Re-implementation in SBCL:

  CL-USER> (defun approx (x)
             (let ((o (1- x)))
               (values (/ (+ (* o o 0.338953) (* o 2.198599)) (+ o 1.523692))
                       (log x 2.0))))

  CL-USER> (loop for x from 0.70 upto 1.51 by 0.1
                 do (format t "~,3F: ~{~F ~F~}~%" x (multiple-value-list (approx x))))
  0.700: -0.51407874 -0.5145732
  0.800: -0.32194924 -0.32192805
  0.900: -0.15204856 -0.15200303
  1.000: 0.0 0.0
  1.100: 0.13749498 0.13750356
  1.200: 0.26296926 0.26303446
  1.300: 0.3784003 0.37851173
  1.400: 0.48535433 0.48542693
  1.500: 0.585088 0.5849626
That's in the right ballpark for [0,7, 1.5]

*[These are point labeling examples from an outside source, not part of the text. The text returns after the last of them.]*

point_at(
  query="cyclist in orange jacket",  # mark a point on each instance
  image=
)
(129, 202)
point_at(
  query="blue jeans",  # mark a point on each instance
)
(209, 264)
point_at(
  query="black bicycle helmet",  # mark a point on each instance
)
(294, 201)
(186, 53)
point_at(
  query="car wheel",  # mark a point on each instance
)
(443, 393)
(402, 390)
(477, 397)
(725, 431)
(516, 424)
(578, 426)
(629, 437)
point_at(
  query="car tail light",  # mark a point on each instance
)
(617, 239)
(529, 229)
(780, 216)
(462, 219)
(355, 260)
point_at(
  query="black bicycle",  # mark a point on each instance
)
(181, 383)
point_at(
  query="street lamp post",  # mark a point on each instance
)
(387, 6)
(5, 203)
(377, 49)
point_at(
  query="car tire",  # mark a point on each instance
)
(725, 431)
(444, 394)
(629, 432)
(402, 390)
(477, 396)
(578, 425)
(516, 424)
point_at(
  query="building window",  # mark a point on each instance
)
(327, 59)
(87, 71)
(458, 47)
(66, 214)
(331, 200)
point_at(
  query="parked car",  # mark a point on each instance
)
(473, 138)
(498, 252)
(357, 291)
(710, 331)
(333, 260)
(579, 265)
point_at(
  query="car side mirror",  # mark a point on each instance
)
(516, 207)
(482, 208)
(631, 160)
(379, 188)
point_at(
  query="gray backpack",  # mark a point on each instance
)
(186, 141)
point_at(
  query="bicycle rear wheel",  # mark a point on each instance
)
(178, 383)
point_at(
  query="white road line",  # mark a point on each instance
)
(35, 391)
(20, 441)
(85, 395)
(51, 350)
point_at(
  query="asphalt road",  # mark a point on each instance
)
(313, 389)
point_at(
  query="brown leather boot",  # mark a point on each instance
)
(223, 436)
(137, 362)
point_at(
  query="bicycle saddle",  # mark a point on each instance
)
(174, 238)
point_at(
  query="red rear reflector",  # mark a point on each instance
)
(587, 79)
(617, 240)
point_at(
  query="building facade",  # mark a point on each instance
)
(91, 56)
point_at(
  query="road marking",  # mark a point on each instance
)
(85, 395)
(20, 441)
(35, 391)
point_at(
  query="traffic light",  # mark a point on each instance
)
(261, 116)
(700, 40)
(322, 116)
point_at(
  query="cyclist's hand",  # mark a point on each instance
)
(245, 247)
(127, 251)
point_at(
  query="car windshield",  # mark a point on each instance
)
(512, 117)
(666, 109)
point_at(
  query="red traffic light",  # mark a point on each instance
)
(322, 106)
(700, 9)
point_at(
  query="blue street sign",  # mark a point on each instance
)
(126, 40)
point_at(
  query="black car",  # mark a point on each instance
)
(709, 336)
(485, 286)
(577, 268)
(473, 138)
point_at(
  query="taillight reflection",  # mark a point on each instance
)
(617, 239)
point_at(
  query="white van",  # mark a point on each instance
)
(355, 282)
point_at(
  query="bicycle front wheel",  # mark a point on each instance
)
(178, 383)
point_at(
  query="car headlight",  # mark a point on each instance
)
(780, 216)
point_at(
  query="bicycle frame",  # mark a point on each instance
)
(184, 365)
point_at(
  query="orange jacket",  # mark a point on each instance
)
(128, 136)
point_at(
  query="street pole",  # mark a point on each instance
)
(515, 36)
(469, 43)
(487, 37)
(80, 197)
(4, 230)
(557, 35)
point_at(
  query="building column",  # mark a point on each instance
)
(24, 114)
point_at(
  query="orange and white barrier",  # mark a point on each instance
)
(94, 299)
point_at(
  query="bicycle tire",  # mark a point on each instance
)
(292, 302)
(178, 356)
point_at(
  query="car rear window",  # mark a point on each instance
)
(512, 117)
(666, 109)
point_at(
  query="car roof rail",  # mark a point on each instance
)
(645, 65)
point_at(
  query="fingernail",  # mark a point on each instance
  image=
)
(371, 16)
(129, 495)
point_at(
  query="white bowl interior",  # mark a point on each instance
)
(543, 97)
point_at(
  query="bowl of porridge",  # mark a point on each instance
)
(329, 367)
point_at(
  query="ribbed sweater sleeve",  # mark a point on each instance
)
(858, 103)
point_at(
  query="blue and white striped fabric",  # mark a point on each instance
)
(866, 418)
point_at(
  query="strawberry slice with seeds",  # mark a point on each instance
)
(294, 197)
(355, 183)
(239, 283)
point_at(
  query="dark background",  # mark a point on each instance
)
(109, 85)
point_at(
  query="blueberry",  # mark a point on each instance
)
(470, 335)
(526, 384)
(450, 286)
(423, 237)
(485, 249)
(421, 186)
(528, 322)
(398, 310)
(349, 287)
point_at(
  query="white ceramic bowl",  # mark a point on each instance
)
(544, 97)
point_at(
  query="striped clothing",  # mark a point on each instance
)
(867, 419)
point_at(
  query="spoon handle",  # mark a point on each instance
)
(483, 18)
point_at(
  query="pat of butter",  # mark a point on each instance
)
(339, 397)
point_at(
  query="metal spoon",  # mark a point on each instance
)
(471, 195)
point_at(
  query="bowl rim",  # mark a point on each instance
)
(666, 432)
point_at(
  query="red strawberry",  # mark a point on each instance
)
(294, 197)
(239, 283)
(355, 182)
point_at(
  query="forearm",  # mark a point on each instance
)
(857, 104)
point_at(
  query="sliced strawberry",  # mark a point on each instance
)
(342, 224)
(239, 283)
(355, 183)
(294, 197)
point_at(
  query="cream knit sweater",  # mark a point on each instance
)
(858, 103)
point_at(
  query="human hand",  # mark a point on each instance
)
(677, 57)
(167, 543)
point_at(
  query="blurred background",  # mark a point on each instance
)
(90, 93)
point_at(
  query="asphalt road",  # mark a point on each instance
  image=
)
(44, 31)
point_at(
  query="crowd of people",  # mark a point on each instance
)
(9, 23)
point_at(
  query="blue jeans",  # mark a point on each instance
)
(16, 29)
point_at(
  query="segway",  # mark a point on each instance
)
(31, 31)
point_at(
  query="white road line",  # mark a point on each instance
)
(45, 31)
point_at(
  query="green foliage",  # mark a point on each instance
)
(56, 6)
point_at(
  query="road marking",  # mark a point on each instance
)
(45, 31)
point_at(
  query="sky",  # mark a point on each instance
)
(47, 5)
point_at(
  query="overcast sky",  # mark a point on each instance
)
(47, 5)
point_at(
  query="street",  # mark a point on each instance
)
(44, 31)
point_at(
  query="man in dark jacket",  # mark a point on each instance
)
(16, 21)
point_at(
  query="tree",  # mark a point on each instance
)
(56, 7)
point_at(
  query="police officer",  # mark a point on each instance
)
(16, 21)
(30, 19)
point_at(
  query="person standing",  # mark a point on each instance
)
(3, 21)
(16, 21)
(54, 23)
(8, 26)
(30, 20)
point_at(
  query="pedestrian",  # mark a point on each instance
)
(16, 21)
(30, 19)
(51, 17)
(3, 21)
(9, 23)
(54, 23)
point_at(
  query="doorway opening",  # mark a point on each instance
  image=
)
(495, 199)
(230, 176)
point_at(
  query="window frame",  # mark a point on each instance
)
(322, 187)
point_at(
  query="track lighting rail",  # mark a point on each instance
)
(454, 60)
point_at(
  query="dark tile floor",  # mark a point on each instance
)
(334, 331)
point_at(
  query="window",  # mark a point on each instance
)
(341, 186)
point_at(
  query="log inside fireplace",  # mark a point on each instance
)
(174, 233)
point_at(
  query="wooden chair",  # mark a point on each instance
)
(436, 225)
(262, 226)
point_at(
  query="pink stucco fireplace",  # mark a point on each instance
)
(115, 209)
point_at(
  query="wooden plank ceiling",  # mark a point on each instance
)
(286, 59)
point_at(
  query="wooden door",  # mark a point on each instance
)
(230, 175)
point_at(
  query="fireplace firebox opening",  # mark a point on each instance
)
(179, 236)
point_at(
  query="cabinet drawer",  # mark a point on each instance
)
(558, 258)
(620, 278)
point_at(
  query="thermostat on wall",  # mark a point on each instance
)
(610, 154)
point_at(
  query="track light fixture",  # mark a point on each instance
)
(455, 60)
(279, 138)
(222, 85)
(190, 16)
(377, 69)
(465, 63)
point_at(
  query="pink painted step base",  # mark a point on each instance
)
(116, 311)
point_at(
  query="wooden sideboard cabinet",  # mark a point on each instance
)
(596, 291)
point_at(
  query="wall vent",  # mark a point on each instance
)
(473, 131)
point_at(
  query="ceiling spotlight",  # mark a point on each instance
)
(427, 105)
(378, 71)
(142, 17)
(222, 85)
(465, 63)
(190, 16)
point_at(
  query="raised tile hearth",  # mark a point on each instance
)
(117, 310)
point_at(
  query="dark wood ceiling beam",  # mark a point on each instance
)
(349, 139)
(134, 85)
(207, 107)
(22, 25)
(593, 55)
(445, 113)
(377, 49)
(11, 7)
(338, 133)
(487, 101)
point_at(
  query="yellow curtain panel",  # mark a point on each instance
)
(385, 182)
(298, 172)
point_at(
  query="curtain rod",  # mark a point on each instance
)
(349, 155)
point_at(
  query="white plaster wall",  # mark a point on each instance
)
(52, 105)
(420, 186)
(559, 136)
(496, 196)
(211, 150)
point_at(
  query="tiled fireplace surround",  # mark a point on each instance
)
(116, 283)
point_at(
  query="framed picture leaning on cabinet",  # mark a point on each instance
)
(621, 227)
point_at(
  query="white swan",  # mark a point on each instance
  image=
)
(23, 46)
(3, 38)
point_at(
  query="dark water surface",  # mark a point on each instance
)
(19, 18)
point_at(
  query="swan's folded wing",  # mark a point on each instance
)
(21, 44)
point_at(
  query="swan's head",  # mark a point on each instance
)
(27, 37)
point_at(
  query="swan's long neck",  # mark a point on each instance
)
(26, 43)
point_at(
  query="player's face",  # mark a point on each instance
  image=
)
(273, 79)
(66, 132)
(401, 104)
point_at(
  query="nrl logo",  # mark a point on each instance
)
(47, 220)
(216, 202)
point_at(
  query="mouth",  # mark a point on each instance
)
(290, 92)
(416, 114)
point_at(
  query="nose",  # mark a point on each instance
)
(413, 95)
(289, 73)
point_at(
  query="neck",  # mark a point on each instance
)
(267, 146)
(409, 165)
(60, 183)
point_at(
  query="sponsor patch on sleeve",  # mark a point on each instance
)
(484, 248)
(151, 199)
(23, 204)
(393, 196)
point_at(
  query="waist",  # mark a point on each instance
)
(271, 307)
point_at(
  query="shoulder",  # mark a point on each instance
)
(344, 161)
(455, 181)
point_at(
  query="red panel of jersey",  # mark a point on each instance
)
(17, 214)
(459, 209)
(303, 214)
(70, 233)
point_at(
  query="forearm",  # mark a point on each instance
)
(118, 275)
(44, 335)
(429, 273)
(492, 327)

  CL-USER> (defun almost-log2 (x)
             (let* ((bits (sb-kernel:single-float-bits x))
                    (exp (ash bits -23)))
               (values 
                (if (logbitp 22 bits)
                    (+ (- exp 126) (approx (sb-kernel:make-single-float
                                            (dpb 126 (byte 9 23) bits))))
                    (+ (- exp 127) (approx (sb-kernel:make-single-float
                                            (dpb 127 (byte 9 23) bits)))))
                (log x 2.0))))

  CL-USER> (loop for x from 0.1 upto 10.1 by 0.1
                 do (format t "~,3F: ~{~,8F ~,8F~}~%" x (multiple-value-list (almost-log2 x))))
  0.100: -3.32194920 -3.32192800
  0.200: -2.32194920 -2.32192800
  0.300: -1.73703070 -1.73696570
  0.400: -1.32194920 -1.32192800
  0.500: -1.00000000 -1.00000000
  0.600: -0.73703074 -0.73696554
  0.700: -0.51464570 -0.51457310
  0.800: -0.32194915 -0.32192796
  0.900: -0.15204845 -0.15200295
  1.000: 0.00000017 0.00000017
  1.100: 0.13749513 0.13750371
  1.200: 0.26296943 0.26303460
  1.300: 0.37840047 0.37851185
  1.400: 0.48535448 0.48542705
  1.500: 0.58509207 0.58496270
  1.600: 0.67805094 0.67807215
  1.700: 0.76547647 0.76553500
  1.800: 0.84795165 0.84799720
  1.900: 0.92598030 0.92599964
  2.000: 1.00000010 1.00000010
  2.100: 1.07039330 1.07038940
  2.200: 1.13749500 1.13750360
  [...]
  2.800: 1.48535400 1.48542650
  2.900: 1.53605470 1.53605260
  3.000: 1.58508750 1.58496210
  3.100: 1.63230250 1.63226800
  3.200: 1.67805030 1.67807150
  [...]
  3.800: 1.92597950 1.92599880
  3.900: 1.96346550 1.96347340
  4.000: 1.99999940 1.99999930
  4.100: 2.03562740 2.03562330
  4.200: 2.07039260 2.07038880
  [...]
  5.000: 2.32183340 2.32192750
  [...]
  6.000: 2.58508730 2.58496170
  [...]
  9.900: 3.30734100 3.30742860
  10.000: 3.32183430 3.32192850
1 comments

in [part I](http://www.ebaytechblog.com/2015/05/01/fast-approximate-loga...) the author argues against using [1,2) because it causes large relative error near x=1 (since log x = 0 there). I would disagree (why would you ever care about relative error in a logarithm -- IMHO absolute error makes much more sense... unless for some crazy reason you're dividing by log x near x=1) but that's his argument.
It's an interesting trade off; you get a nice bump in precision for a small increase in code complexity.